Water limitation elicits a very complex plant response, which combines physiological, cellular and metabolic adaptations to the stress situation, and involves genome-wide changes in gene expression patterns. While many drought-responsive genes have been identified, it is presently difficult to define the role played by most of them in the tolerance against this environmental challenge (André et al.2009). As most other abiotic stresses, water deficit causes a rise of reactive oxygen species (ROS) levels, especially in leaves (Gómez, Vicino, Carrillo & Lodeyro 2019). In turn, the drought response of genes involved in ROS metabolism depends on the plant cultivar, its degree of tolerance and the duration and intensity of the stress treatment (Cruz De Carvalho 2008). Vasquez-Robinet et al. (2008) found that the higher drought tolerance displayed by Andean potato genotypes was related to enhanced expression of genes encoding antioxidant proteins located in chloroplasts. Moreover, potato transformation with genes related to ROS scavenging led to lines exhibiting improved performance under water deprivation (Ahmad et al. 2010; Eltayebet al. 2011; Cheng, Deng, Kwak, Chen & Eneji 2013), indicating that manipulation of ROS metabolism is a promising strategy to improve drought tolerance (Gómez et al. 2019).
We have generated tobacco plants with increased tolerance to multiple sources of abiotic stress by introducing a cyanobacterial flavodoxin (Fld) directed to chloroplasts (Tognetti et al. 2006; Zurbriggenet al. 2008). Fld is an electron carrier flavoprotein present in bacteria and some algae that displays essentially the same activities and redox interactions as the iron-sulfur protein ferredoxin (Fd), including functional integration as a final electron acceptor in the photosynthetic electron transport chain (PETC). Fld expression is normally induced in microorganisms under conditions of iron starvation and environmental stress that cause Fd down-regulation, taking over Fd functions as its levels decline, and preventing over-reduction of the PETC and ROS propagation (Zurbriggen et al. 2008; Pierella Karlusich, Lodeyro & Carrillo 2014). The Fld gene is absent from plant genomes (Pierella Karlusich, Ceccoli, Graña, Romero & Carrillo 2015), but introduction of a plastid-targeted Fld improved delivery of reducing equivalents to productive pathways of the chloroplast, which in turn restricted plastid ROS production and increased tolerance to drought and other stresses (Tognetti et al. 2006, 2007; Zurbriggen et al. 2008; Li et al. 2017).

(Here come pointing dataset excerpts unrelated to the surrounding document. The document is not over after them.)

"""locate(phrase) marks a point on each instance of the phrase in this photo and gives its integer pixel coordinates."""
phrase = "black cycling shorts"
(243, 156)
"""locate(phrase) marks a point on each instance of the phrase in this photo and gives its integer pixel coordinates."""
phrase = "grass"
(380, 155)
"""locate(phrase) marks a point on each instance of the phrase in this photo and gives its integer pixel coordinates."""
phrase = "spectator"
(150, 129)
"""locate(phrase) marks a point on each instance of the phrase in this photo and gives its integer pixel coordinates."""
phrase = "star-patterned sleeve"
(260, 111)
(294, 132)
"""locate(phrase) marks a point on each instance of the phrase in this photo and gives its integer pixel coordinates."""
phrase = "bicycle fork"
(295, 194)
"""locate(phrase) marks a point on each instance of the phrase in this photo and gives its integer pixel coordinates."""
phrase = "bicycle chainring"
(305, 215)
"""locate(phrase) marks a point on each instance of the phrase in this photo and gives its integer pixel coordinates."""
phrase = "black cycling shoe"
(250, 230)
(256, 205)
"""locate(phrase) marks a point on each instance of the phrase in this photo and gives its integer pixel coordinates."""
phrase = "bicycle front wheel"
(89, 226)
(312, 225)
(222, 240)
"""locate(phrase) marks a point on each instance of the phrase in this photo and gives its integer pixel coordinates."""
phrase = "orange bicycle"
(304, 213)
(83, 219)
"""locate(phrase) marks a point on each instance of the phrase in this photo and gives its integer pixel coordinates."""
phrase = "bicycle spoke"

The need for drought-tolerant potato lines prompted us to evaluate the Fld approach in this crop. e describe herein the preparation and characterization of potato plants expressing a plastid-localized Fld, and displaying improved photosynthesis, growth and tuber yield under conditions of water deprivation. To gain further insights into the mechanism(s) of Fld-associated stress tolerance, we generated genome-wide transcript profiles from wild-type (WT) and Fld-expressing potato leaves at a pre-symptomatic stage of water restriction to evaluate early responses to hydric stress, and combined this approach with metabolic profiling of carbohydrates and amino acids. The results provide a detailed snapshot of how chloroplast redox biochemistry affects gene expression metabolism in a major crop during this agronomically relevant abiotic stress.